Statistical Domains, Sampling Design, and Sample Size

Step 4

The statistics measured through an SMSS, such as mortality rates, are representative at the national level, provincial or district levels depending on the choice of statistical domains, sampling design, and sample size. Statistical domains consist of geographic areas or subpopulations for which estimates will be generated with sufficient precision. Typical statistical domains are regions or provinces, but it may also be possible to include all or selected districts. However, the more the domains, the higher the sample size. Deciding on the statistical domains is a key decision for the functioning of the system, as well as its cost. Once this determination has been made, it is possible to calculate sample size.

Deciding on the Statistical Domains of Representativeness

In general, countries want data at the smallest health implementation unit level, such as the district, to support local planning and decision-making. However, for mortality and relatively rare outcomes, the cost of generating continuous data at every district level can be prohibitive. It is critical during the design of the SMSS to reach a consensus on the domain level at which the statistical estimates will be produced.

Domains can consist of all or selected level one administrative areas, such as provinces and regions, and selected districts for which the government and stakeholders would like to have data to support specific programs. Stratification may also be done by urban and rural areas. Specific sub-national areas may be oversampled to support needed and relevant disaggregated analysis or improved precision of the mortality rates or other indicators. Such decisions must be made in consultation with the government, stakeholders and implementing institutions. In deciding on the domain, it is essential to keep in mind that the more domains are defined, the larger the ultimate sample will be and the more costly the system will be. There must be a compromise between the resources available, the feasibility of data collection, and the number of domains, all guided by the purpose of the system levels.

Sampling Frame

A sampling frame is a complete updated list of small geographic units covering the entire country and includes information on total population (or total households) per unit and main stratifiers such provinces or regions, districts, urban and rural areas, major cities, and villages, etc. These geographic units should be small enough to serve as geographic clusters for the SMSS. A complete sampling frame is required to establish the list of geographic clusters from which to draw the sample.

A recent population census provides an ideal data source for rigorous selection of clusters. It is important to assess the completeness and the quality of the sampling frame and clearly define what would be considered a cluster.

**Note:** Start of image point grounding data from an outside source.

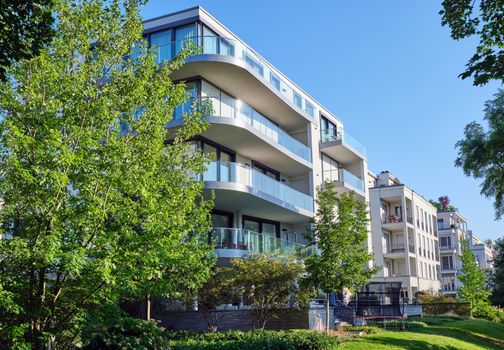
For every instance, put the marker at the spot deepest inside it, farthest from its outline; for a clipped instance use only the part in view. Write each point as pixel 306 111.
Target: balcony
pixel 447 248
pixel 340 145
pixel 397 248
pixel 236 110
pixel 349 182
pixel 233 66
pixel 256 189
pixel 236 242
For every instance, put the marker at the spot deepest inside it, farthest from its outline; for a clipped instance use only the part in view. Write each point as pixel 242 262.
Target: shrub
pixel 129 333
pixel 253 340
pixel 365 329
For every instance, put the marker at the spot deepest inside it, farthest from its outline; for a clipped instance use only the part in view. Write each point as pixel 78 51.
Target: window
pixel 328 130
pixel 254 64
pixel 210 42
pixel 162 42
pixel 266 227
pixel 183 35
pixel 275 81
pixel 266 170
pixel 298 101
pixel 446 263
pixel 309 109
pixel 330 168
pixel 222 219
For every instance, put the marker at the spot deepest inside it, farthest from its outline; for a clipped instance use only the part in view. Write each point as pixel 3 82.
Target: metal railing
pixel 255 242
pixel 235 109
pixel 333 134
pixel 349 178
pixel 398 248
pixel 215 45
pixel 245 175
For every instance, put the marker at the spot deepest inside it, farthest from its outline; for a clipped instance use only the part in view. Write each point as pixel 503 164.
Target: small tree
pixel 340 233
pixel 220 289
pixel 267 282
pixel 474 280
pixel 96 205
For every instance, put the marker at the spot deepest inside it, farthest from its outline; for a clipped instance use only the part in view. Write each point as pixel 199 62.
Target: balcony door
pixel 268 232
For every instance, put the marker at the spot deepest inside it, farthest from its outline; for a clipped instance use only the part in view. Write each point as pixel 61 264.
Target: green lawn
pixel 440 334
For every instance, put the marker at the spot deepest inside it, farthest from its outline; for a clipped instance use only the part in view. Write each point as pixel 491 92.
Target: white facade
pixel 452 229
pixel 273 144
pixel 483 253
pixel 404 237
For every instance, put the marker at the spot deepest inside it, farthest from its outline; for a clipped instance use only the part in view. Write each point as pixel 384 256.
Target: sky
pixel 388 70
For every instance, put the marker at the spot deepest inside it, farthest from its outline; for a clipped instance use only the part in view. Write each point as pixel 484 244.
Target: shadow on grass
pixel 464 335
pixel 407 343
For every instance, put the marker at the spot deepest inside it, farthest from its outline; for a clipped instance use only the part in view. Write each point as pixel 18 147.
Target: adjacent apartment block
pixel 404 236
pixel 452 229
pixel 483 253
pixel 271 142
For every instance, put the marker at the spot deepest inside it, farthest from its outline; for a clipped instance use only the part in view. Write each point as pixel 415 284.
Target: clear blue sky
pixel 387 69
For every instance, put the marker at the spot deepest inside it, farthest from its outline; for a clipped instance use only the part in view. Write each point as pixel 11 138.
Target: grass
pixel 439 334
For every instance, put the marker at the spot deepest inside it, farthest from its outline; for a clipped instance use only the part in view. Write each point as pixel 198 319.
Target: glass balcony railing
pixel 254 242
pixel 245 175
pixel 215 45
pixel 352 180
pixel 330 135
pixel 235 109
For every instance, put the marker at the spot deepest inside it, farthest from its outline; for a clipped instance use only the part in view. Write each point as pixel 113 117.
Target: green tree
pixel 25 28
pixel 220 289
pixel 484 19
pixel 474 287
pixel 269 282
pixel 340 233
pixel 481 153
pixel 96 205
pixel 497 296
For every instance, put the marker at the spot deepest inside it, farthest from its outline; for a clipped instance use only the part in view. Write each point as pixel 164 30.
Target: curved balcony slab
pixel 233 74
pixel 238 187
pixel 251 143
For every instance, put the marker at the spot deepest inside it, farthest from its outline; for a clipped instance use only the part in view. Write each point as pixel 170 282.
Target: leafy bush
pixel 253 340
pixel 129 333
pixel 365 329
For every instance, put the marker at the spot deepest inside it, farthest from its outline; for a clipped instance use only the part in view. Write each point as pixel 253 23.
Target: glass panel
pixel 163 42
pixel 183 35
pixel 251 225
pixel 220 220
pixel 275 81
pixel 298 101
pixel 210 42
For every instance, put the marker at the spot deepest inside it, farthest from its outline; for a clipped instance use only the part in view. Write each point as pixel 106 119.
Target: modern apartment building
pixel 452 229
pixel 404 236
pixel 483 253
pixel 273 144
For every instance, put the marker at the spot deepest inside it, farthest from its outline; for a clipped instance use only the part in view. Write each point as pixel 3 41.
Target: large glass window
pixel 275 81
pixel 222 219
pixel 162 42
pixel 298 101
pixel 330 169
pixel 192 91
pixel 263 226
pixel 210 43
pixel 266 170
pixel 328 129
pixel 446 263
pixel 254 63
pixel 183 35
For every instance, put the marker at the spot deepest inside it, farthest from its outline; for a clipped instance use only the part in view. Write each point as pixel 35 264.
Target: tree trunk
pixel 327 313
pixel 147 307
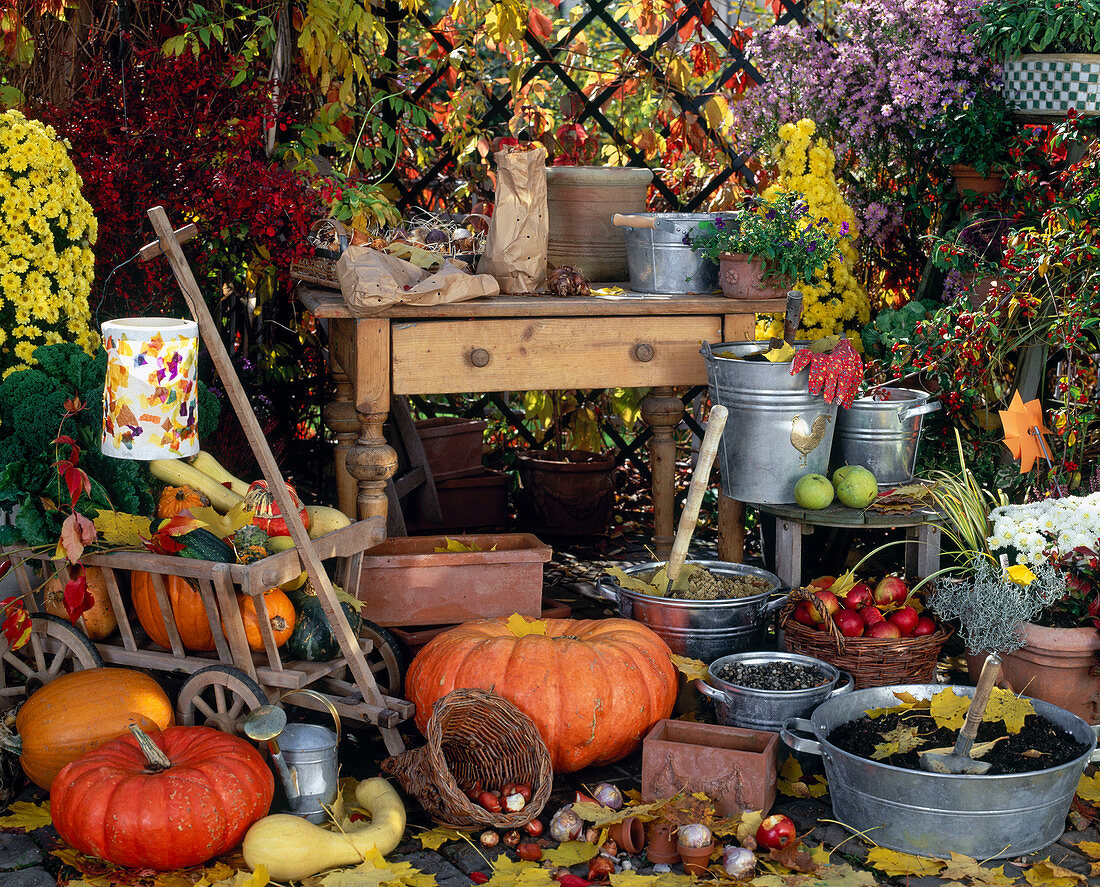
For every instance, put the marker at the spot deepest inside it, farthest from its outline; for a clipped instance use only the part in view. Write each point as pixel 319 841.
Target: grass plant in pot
pixel 769 247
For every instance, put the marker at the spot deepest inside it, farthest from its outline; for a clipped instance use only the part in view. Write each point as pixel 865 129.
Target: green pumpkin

A population census frame includes population and households disaggregated by enumeration areas (EAs). EAs often have population size of 100 to 150 households, depending on whether the area is urban or rural. EAs may be considered as clusters. However, larger areas that include 2-3 EAs may also be considered as geographic clusters to reduce the number of clusters needed in the SMSS, while still making it feasible for a community worker to visit each household every one to two months. When defining clusters, it is essential to ensure that they have well-defined and physically identifiable boundaries to facilitate effective surveillance and monitoring. Decisions regarding cluster definition should consider the availability of population data at the cluster level, cluster size and geographic boundaries. Also keep in mind that clusters that are too small may be unstable over time and require more frequent population updates than clusters that are relatively large.

COMSA/SIS-COVE Example

In Mozambique, SIS-COVE uses clusters composed of groups of 2-3 EAs that represented control areas during the 2007 population census and had about 300 households. It was expected that a resident enumerator could cover a control area of approximately 300 households (about 1500 population). In fact, there was considerable variation in population size across defined control areas. This requires splitting some control areas during the sampling stage.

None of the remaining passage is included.